O pequeno Andrea, nascido em Assis, na região da Úmbria, já aprontava com a bola no pé. Ele deixava os vizinhos invocados porque costumava quebrar as vidraças dos prédios ao jogar futebol. Tinha idade de menino, mas o tamanho já era de zagueiro aos 16 – apesar de atuar como atacante e trequartista pelos juniores do Bastia, time de Bastia Umbra, a pouco mais de 9 quilômetros de sua cidade natal.
Aos 12 anos, o jovem arrumou as malas para Perugia, capital da região, onde vestiu as cores do time homônimo da cidade. O clube, no entanto, declarou falência em 2005 e Ranocchia migrou para o Arezzo, após Fulvio Rondini, responsável pelas categorias juvenis, prospectá-lo no Campeonato Regional de Estudantes de Perugia. Lorenzo Rubinacci, técnico da base, concordou de imediato. Andrea se tornou grato aos dois pelo incentivo para não largar o futebol, um caminho cogitado diante da frustração depois do ocorrido na agremiação biancorossa.
Após disputar o Campeonato Primavera, o zagueiro foi alçado aos profissionais do Arezzo em 2006-07, sob a orientação de Antonio Conte. “É aquele que exige o melhor, especialmente dos jovens”, disse o ex-beque. Ele debutou na Serie B aos 18 anos e também recebeu conselhos de Mirko Conte e Moris Carrozzieri, que o ajudaram a evoluir defensivamente. A pouca idade não isolou Ranocchia no banco de reservas: ele somou 29 participações e anotou um gol em sua temporada de estreia, que terminou em rebaixamento.
Ranocchia estreou na Serie A pelo Bari e, pelos apulianos, se tornou um dos zagueiros mais promissores da Itália (Getty)
Mesmo na Serie C1, ganhou espaço no plantel sub-21 da Itália, treinado por Pierluigi Casiraghi, por conta do desempenho mostrado na campanha de quase acesso do Arezzo. Aos 19 anos, Ranocchia foi convocado para um amistoso contra a França, em 2007. Enquanto engatinhava na Nazionale, ele teve o passe adquirido pelo Genoa e acabou emprestado na sequência ao Bari, onde reencontrou o “padrinho” Conte novamente na Serie B.
Ranocchia esquentou o banco até conquistar a titularidade no segundo turno.

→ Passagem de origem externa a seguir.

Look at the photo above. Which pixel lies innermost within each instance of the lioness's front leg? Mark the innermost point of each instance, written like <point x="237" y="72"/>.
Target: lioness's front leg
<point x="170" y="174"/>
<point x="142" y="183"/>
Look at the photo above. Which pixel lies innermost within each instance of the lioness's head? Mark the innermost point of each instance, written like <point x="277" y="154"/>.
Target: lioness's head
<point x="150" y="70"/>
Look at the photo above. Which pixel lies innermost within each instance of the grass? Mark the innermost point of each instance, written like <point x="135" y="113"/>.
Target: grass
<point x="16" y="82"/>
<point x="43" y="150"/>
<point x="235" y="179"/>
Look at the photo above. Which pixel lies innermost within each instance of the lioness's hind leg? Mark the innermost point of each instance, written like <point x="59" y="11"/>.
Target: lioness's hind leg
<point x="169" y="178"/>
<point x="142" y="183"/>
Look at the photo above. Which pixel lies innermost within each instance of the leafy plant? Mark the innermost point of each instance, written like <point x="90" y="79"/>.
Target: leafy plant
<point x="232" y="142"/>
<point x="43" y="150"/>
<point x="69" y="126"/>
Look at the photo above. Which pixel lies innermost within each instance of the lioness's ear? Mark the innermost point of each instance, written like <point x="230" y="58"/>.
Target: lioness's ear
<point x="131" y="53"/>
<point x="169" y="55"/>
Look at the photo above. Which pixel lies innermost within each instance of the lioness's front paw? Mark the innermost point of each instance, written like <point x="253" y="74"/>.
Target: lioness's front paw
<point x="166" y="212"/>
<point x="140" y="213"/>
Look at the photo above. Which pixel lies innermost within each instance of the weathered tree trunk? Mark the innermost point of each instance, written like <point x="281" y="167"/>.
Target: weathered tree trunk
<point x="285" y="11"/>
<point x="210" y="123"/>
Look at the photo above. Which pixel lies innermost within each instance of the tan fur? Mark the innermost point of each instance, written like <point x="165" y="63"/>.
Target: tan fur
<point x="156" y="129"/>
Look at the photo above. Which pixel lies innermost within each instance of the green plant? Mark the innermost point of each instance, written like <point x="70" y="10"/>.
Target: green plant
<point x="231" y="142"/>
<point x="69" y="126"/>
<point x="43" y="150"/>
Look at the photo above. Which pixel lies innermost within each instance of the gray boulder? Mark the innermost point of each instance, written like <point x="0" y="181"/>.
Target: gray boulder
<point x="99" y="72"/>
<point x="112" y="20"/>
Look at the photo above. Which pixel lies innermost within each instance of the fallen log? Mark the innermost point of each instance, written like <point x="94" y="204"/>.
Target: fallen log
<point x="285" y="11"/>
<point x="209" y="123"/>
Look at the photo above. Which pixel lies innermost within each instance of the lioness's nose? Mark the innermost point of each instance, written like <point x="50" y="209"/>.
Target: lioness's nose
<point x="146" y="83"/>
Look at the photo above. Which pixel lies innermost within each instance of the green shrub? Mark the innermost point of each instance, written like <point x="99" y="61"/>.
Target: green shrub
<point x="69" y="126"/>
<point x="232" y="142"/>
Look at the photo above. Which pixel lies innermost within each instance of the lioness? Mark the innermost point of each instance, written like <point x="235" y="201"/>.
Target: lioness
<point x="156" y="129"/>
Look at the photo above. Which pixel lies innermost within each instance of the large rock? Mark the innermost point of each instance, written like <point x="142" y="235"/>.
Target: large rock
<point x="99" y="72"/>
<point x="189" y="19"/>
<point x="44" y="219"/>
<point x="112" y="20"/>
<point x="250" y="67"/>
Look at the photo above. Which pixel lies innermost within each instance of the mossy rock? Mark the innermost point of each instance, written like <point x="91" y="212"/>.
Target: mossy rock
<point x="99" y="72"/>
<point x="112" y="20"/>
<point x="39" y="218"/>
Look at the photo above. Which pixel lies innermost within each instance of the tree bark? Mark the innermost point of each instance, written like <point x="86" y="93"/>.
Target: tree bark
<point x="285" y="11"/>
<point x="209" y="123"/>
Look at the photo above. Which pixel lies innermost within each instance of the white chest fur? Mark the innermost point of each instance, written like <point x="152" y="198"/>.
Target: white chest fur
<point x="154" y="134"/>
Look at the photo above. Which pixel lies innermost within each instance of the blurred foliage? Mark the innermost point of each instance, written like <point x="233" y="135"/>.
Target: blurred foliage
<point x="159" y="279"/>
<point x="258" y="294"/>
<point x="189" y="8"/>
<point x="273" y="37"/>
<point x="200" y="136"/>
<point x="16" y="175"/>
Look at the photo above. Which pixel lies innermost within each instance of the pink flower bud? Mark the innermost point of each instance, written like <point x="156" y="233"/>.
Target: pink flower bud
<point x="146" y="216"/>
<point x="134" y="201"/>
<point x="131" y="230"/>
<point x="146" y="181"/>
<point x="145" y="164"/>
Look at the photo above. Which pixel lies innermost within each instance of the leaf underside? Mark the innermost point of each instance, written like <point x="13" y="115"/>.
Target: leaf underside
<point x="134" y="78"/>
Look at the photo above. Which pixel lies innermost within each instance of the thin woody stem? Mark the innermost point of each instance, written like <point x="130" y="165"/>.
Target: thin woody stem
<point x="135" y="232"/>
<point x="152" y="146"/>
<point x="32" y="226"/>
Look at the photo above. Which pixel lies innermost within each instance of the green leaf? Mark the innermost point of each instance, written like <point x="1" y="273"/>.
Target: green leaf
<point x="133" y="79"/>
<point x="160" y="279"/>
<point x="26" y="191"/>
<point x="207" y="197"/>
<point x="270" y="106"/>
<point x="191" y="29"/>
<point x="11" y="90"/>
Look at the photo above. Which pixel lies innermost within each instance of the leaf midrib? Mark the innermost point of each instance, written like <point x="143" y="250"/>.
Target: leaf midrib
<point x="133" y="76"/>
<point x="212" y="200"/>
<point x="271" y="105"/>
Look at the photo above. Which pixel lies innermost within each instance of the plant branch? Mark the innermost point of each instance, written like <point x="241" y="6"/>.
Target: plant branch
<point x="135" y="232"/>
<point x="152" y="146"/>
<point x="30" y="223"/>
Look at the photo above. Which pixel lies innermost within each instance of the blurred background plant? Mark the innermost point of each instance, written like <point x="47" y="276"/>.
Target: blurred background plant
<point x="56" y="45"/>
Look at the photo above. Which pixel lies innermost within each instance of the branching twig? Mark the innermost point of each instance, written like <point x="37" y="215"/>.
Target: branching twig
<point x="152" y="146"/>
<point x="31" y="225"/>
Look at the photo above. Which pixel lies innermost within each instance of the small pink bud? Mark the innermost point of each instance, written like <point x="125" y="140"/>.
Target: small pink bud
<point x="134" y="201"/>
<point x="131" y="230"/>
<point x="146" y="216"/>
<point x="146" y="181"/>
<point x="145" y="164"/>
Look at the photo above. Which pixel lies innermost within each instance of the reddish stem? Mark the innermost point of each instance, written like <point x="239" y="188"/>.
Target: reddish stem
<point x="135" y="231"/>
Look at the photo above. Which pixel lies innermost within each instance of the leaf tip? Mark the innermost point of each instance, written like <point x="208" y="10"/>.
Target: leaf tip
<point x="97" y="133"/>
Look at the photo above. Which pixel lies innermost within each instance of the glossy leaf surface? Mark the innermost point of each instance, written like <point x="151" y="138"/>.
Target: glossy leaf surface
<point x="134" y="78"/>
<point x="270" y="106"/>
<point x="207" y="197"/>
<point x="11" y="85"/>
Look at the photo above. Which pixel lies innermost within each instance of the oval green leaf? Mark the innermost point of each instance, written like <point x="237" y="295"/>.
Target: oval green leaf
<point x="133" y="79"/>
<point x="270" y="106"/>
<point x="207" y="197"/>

Com 17 aparições, marcou um tento na campanha de acesso dos galletti à elite do futebol italiano – alavancada pela defesa menos vazada do campeonato, vencido pelo próprio Bari. Ele também garantiu as passagens para os Jogos Olímpicos de 2008, em Pequim, mas Casiraghi sequer o relacionou nas partidas da Itália.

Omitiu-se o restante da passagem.